Jonathan Rado, Law and Order
Louder, less baroque and more challenging than Foxygen
In an era when young bands rarely even survive long enough to forge an interesting back story, the debut solo album by Foxygen’s Jonathan Rado faces an interesting dilemma: too much context. Because, really, what did Foxygen — fucking Foxygen! — and its pair of precocious (but also highly derivative) 23-year-old retro-pop songwriters do to deserve the drama and intrigue that accompanies Law and Order? Go read about it elsewhere, if you’re so inclined.

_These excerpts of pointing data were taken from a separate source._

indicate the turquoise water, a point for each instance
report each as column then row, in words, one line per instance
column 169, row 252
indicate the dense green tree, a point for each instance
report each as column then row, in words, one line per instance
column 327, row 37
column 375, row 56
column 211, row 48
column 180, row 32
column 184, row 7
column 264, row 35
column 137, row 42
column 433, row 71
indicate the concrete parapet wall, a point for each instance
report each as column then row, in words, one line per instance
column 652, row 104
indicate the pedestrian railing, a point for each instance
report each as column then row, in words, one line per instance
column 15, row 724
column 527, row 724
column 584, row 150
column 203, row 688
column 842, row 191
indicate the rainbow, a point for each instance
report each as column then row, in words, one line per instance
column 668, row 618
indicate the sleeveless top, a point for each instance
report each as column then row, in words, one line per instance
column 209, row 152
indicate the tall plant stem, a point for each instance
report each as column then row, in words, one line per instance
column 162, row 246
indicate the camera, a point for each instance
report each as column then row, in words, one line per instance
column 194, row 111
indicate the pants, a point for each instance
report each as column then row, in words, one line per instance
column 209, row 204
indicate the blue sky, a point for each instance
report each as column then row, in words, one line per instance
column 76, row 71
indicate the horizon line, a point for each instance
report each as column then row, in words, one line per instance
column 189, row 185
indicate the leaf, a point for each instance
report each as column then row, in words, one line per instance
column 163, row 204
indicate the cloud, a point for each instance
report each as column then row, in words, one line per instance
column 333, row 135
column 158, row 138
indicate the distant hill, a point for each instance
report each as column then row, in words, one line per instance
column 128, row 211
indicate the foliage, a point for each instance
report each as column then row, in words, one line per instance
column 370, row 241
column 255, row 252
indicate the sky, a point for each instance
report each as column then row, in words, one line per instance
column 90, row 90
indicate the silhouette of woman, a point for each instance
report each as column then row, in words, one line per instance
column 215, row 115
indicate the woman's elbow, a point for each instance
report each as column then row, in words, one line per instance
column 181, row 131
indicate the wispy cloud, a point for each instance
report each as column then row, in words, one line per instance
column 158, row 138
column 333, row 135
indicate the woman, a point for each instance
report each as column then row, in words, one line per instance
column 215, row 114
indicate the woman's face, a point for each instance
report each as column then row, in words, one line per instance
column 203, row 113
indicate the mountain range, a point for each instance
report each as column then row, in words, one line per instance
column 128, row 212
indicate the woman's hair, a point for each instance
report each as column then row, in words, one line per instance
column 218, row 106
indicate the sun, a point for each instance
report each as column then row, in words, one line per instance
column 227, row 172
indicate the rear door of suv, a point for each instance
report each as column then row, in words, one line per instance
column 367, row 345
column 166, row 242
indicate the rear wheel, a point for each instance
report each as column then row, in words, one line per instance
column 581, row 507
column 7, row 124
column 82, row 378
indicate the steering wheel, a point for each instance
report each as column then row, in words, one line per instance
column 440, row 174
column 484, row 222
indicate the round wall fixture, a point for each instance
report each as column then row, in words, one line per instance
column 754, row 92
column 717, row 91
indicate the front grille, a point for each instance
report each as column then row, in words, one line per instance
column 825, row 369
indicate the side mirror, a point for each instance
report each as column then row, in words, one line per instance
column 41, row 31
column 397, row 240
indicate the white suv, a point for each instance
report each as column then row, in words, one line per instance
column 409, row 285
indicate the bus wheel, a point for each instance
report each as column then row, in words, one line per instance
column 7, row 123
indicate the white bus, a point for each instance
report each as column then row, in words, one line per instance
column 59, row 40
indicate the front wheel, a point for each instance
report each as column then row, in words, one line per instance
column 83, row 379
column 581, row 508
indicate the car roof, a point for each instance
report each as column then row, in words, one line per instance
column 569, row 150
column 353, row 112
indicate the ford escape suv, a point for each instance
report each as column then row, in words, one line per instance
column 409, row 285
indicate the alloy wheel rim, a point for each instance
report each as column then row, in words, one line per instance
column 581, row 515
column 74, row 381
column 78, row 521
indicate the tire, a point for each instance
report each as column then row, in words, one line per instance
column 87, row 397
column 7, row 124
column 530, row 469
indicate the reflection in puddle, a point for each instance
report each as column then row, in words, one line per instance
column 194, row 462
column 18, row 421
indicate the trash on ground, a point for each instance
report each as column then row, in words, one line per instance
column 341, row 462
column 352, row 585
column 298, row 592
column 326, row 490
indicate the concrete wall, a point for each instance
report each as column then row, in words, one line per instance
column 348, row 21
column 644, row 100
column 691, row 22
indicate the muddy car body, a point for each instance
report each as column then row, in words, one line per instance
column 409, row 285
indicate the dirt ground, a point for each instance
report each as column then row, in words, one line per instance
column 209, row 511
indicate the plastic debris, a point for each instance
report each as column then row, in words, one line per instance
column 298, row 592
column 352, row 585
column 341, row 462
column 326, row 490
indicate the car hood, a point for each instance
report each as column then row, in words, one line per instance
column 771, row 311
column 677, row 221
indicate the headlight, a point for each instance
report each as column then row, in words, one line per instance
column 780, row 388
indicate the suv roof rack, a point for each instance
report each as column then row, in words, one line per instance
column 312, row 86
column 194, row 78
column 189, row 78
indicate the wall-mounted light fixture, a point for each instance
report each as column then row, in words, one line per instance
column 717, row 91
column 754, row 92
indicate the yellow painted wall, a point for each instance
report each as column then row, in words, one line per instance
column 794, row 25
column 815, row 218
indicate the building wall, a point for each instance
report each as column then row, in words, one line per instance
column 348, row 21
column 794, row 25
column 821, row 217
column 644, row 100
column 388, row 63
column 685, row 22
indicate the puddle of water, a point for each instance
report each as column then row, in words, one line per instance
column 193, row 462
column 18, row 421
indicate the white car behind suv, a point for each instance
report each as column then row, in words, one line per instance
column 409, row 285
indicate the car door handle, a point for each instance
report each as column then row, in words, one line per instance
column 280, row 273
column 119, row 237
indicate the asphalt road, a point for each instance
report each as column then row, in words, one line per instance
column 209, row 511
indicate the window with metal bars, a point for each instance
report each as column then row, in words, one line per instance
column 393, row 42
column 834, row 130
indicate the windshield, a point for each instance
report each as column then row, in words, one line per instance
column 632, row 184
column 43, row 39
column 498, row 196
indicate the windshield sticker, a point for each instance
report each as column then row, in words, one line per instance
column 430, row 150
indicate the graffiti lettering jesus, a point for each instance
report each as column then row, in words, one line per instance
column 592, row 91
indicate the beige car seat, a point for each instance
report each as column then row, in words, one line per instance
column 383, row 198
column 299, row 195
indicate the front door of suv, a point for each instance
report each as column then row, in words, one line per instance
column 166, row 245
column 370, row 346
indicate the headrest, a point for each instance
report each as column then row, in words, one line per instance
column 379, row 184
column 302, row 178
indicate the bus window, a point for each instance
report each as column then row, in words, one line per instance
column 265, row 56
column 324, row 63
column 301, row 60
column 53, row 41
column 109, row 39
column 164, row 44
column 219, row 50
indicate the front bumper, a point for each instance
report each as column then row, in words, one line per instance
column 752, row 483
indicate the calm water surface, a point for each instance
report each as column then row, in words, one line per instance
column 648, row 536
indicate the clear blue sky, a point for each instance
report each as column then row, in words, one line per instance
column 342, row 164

Bottom line is that the dustup is not at Fleetwood Mac threat levels, even if Law and Order was also the title of Lindsey Buckingham’s first solo LP. Manufactured micro-controversy or not, it obscures what multi-instrumentalist Rado has accomplished here. Law and Order isn’t full of accusations and recriminations against his bandmates (Foxygen is still a going concern); in fact, the album is so loopy and diverse that anyone considering this to be a wise point of entry into a solo career would have to either be insane or Ween, which once turned stoned genre mimicry into high art.
Let’s examine a string of songs that suggest the Ween theory is more fitting, as Rado flits from a cornball ’60s go-go instrumental with killer drum breaks (“Dance Away Your Ego”), to a Ty Segall-style acid-garage freakout (“I Wood”), to a Kinks-y shuffle featuring Tim Presley of White Fence (“Faces”). The reductive assessment of Law and Order is that it’s simply louder and less baroque than Foxygen, but at the album’s corners — the punishing, bratty distortion of “I Wanna Feel It Now!!!,” the final track “Pot of Gold” and its ridiculous aping of Human League — it’s more challenging, too, and way more fun than Foxygen’s occasionally predictable ’60s/’70s rock groove.